Or: Americans are too fat. Therefore, we must harangue, embarrass, and perhaps even fiscally penalize those who are fat until they lose weight.

3. People who sit and complain about a problem without doing anything about it.

Yes, some problems are too big to be dealt with. That's true. But it's also true there are lots of little problems - like litter in our towns - that are nasty unpleasant things but can be dealt with by people who are willing to give of their time. The problem is, it's a lot more fun to sit and say, "Someone should DO something" than it is to be that someone.

4. People who believe that more tax dollars will solve all our problems.

See #3 above. As well as #2 and #1.

5. Things where there may be unintended consequences.

The whole ethanol mess is part of this. I was on-board with it when it first got started- hey, a way to maybe stick it to the Middle East oil barons! Hey, maybe a way to use renewable energy!

Problem is - it's not that simple. And food prices are rising, it doesn't help with CO2 emissions one bit, land that might have been left to revegetate naturally is being plowed up again. Pretty much the only happy folk are the corn farmers.

6. Stuff sold on infomercials.

(I had to put one lighter one in here). If it's THAT great, why do you have to buy a 1/2 hour tv program to sell it. I've seen an awful lot of stuff that looked wonderful on the telly - of late, some kind of steam-mop thing that claims to solve the problem of cleaning tiled floors, and some kind of weird bra-thing that's supposed to lift up the "girls" and help with posture.

But I can't help but be cynical about it - if it's that great, why do you have to mail-order it from just one company? And why do they do that weird "Only three installments of..." pricing? And why don't they tell you what shipping and handling are?

7. Science reporting in the news.

Because they get it spectacularly wrong jut often enough, and because a lot of it seems aimed at scaring the daylights out of people. ("Lots of studies in the past showed coffee was safe BUT NOW...."). If they actually hired people with degrees in science, or at least a modicum of critical thinking capacity, it would be better done. But with a few exceptions (like John Stossel, who often gets it right), most science reporting is dismal.

8. Anything advertised as "destined to become a classic!"

Um, no. Something becomes a classic because of quality, not destiny. Usually this is applied to second-rate Christmas specials featuring the flavor-of-the-month licensed character.

And a lot of times, the true "classics" were not thought that great at the time - there was a certain amount of criticism of the animation of A Charlie Brown Christmas when it first came out. But it's been shown every year since 1964, and generations of kids can repeat it almost word for word.
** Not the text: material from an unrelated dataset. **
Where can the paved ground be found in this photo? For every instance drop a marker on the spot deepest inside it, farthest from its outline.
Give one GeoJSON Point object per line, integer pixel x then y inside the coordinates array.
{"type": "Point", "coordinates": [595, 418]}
The other thing, I tend to think, is stuff that becomes "classic" cannot be coldly engineered. (Like: "We need to sell more Smurfs. Let's make a heartstring-tugging special about them and put it out there). It seems to me that it's more often the vision of a particular person. Again, with A Charlie Brown Christmas - Charles Schulz absolutely INSISTED on the passage from Luke being in there. The special would not be done unless it was done with that present.

And one of the things I wait for every year? To hear Linus recite the passage out of Luke. And I know I'm not the only one.

9. People who are very smiley and glad-handey.

Because I've been burned too many times by grinning extroverts who, it turned out, were just waiting for a chance to stick a knife in my back. I'm a lot more drawn to the quiet, introverted person who doesn't seem to so desperately need to be everyone's friend.

(The funny thing is, I do kind of desperately want everyone to be my friend. I just can't express it very well. I'm shy and afraid of rejection so I kind of sit there inside my shell, silently screaming, "Notice me! Love me! I'm a worthwhile person!")

A special case of these are most politicians. After shaking hands with some of them, I always count my fingers, check my rings, and check to be sure my wallet's still there.

10. Newness for the sake of newness.

People who would throw out all tradition, who would get rid of what the past two millennia (or more) have taught us, in the name of "change" and "different" and "new." I'm not saying some change isn't important - and some change isn't necessary - but I've seen too many people who are bent on totally remaking things, simply because they can.

I tend to be somewhat conservative and traditional because I prefer to learn from the mistakes of the past, rather than start totally fresh and have to make all my own mistakes.

My biggest issue with this are people who would do away with the traditional hymns, music, rituals, and way-of-doing-things in church. And I realize this is a very personal, individual thing, but I LIKE the old hymns. And I am discomfited by things all being all-new all at once. If you want to change things, do it gradually.

I also tend to feel the same way about art and architecture. I am one of those people to whom extreme asymmetry, especially in a building, is almost painful to look at.

1 comment:

Cullen said...

I'm with you on the newness for the sake of newness. There's a reason for getting/making something new -- when the old thing no longer serves a purpose. There is this gorgeous building in downtown Memphis that has been saved because local groups were able to get it on the historical registry. However, right behind this building is a rather unremarkable building with a rather fantastic arboretum. It was a bank or something, once upon a time, but no business is in it now and the building's scheduled to be demolished and turned into a parking lot.